Can someone help me with the following question, I know that for a subset to be compact it must be closed and bounded, but i'm not sure how to show that for this case.
Let $(X,\|\cdot\|)$ be a normed linear space
$$S(0,r)=\{x\in X:\|x\|=r\}\subset X $$
Show by an example what $S(0,r)$ is in general not compact.
On
Not all closed bounded subsets of normed space are compact. In particular
If a normed space is not metrically complete (e.g. it has some Cauchy sequences that do not converge within the space) then it has some closed and bounded subsets that are not compact.
If a normed space is infinite-dimensional it can have closed bounded subsets that are not compact.
On of the simplest examples is the Hilbert space $\ell^2$ consisting of all infinite sequences $(c_k)_{k=1}^\infty$ for which $\sum_{k=1}^\infty |c_k|^2 < \infty.$ In that space the set $\{ (0,\ldots,0,1,0,0,\ldots), \ldots \}$ of all vectors having a single component equal to $1$ and the rest equal to $0$ is a closed bounded set that is not compact.
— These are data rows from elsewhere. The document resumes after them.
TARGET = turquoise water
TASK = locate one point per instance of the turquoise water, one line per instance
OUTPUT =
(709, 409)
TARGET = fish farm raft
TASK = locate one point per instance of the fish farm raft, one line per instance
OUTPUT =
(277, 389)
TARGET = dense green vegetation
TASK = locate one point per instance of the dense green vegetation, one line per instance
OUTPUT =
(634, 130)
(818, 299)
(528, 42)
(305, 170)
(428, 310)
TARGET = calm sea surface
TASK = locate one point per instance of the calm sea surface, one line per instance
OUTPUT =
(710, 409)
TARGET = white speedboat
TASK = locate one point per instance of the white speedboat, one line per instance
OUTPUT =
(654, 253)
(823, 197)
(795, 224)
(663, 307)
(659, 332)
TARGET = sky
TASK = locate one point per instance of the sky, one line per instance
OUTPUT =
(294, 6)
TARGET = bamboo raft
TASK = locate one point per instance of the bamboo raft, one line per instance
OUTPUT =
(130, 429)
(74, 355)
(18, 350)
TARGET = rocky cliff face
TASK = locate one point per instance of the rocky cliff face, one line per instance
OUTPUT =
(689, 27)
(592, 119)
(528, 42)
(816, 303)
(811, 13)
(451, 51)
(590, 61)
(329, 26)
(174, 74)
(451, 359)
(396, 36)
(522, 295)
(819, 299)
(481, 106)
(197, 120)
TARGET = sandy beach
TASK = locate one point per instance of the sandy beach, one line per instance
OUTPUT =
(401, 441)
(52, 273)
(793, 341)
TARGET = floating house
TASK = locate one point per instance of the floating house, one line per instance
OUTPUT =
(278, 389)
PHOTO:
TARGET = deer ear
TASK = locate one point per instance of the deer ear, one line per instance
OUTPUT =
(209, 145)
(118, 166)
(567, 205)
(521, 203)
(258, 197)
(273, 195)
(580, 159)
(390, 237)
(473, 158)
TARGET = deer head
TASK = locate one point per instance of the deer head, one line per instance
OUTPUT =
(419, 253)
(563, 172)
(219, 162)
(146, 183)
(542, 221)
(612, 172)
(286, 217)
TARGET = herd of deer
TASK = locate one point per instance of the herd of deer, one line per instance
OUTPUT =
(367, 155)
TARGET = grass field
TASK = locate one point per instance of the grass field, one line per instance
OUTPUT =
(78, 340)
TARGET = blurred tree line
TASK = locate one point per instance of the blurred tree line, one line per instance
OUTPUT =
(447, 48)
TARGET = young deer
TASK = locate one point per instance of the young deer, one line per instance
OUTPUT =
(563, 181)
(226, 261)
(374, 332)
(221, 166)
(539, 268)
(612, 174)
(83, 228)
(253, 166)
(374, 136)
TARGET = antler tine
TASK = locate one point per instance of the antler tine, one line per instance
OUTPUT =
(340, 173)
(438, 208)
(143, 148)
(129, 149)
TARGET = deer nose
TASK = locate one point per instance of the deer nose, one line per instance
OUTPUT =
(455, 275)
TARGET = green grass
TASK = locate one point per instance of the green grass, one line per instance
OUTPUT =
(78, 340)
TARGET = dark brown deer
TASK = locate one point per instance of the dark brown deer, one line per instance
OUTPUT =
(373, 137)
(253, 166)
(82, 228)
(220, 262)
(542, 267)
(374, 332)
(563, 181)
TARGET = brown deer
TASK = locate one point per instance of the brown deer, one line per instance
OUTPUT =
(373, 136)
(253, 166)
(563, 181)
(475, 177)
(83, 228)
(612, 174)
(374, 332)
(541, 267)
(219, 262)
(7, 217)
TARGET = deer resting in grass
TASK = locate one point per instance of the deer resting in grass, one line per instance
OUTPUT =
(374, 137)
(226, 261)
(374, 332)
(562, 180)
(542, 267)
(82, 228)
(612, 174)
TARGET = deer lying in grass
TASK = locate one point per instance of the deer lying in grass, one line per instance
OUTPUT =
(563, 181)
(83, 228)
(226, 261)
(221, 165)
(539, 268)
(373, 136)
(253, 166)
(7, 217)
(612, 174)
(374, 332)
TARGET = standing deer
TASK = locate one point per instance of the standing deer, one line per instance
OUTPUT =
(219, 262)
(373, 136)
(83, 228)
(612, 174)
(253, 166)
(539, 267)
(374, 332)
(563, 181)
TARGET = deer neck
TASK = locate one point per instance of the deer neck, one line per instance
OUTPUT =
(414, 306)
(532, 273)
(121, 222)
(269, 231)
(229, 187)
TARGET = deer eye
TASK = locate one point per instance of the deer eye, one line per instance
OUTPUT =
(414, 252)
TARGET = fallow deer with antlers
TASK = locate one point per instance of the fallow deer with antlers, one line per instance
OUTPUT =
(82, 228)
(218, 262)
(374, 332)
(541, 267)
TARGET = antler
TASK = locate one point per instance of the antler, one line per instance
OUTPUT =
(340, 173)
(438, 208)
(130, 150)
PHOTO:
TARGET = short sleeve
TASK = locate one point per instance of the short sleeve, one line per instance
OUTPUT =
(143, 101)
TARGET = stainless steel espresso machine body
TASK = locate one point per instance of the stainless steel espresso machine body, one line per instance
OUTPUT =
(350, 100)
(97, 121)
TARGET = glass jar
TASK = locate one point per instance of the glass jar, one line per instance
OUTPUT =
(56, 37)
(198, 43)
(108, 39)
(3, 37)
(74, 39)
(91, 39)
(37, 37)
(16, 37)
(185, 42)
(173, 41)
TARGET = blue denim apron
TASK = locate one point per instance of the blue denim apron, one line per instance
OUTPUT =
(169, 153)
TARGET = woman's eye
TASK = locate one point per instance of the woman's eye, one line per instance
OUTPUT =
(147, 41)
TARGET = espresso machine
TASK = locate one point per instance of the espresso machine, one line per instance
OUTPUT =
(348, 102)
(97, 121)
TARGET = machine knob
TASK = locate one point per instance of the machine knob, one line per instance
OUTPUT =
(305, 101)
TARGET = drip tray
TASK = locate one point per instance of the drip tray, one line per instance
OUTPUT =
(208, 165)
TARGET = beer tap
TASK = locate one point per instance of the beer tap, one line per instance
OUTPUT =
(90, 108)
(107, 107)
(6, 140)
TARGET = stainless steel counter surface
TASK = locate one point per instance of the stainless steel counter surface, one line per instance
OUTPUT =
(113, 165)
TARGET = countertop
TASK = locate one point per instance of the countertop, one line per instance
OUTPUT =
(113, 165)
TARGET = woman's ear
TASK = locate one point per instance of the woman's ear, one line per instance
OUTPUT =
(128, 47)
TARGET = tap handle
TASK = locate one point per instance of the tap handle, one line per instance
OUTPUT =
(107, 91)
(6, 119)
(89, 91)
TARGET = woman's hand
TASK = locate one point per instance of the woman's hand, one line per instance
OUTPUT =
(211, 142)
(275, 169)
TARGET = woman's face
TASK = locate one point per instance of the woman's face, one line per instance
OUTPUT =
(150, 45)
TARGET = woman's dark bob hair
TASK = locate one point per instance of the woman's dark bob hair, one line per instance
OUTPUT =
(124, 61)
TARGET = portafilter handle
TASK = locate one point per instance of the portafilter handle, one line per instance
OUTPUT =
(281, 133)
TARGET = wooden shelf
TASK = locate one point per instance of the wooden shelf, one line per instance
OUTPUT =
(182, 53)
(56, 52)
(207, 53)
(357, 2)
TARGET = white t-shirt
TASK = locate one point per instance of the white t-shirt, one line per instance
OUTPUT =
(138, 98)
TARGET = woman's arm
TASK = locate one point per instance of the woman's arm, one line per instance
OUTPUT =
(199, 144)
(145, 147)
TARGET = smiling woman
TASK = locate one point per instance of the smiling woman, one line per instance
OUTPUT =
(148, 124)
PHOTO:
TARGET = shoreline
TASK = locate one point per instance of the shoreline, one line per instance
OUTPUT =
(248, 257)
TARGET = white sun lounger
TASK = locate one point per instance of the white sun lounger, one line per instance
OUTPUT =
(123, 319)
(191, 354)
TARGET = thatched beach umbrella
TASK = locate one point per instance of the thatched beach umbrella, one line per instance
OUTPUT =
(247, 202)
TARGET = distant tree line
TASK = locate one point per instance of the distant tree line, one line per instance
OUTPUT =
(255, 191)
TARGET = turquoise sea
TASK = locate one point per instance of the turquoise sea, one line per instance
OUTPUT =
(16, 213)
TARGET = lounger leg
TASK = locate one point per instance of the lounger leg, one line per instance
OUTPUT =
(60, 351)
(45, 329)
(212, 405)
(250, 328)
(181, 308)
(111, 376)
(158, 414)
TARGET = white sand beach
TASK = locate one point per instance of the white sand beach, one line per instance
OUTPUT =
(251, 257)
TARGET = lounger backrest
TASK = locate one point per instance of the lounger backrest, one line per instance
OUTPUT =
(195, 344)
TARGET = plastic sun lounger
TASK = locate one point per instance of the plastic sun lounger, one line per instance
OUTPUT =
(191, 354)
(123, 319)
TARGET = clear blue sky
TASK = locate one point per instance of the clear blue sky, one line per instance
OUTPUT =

To see that, just cover each such point with an open ball of radius $1/10,$ and there you have an open cover with no finite subcover. And it is a subset of $S(0,1),$ which is therefore a closed bounded set that is not compact.
The compactness criterion (being closed and bounded) holds for subsets of $\mathbb{R}^n$, but not in general.
As an example, consider the space $X$ of all bounded sequences of ral numbers, with the norm $\bigl\|(x_n)_{n\in\mathbb N}\bigr\|=\sup_{n\in\mathbb N}|x_n|$. Tnen $S(0,r)$ is not compact (although closed and bounded). In fact, consider the sequence $\bigl(x(n)\bigr)_{n\in\mathbb N}$ of elements of $X$ thus defined:$$x(n)_k=\begin{cases}r&\text{ if }k=n\\0&\text{ otherwise.}\end{cases}$$This sequence has no convergent subsequence, since$$(\forall m,n\in\mathbb{N}):m\neq n\implies\bigl\|x(m)-x(n)\bigr\|=r.$$ Therefore, $S(0,r)$ is not compact.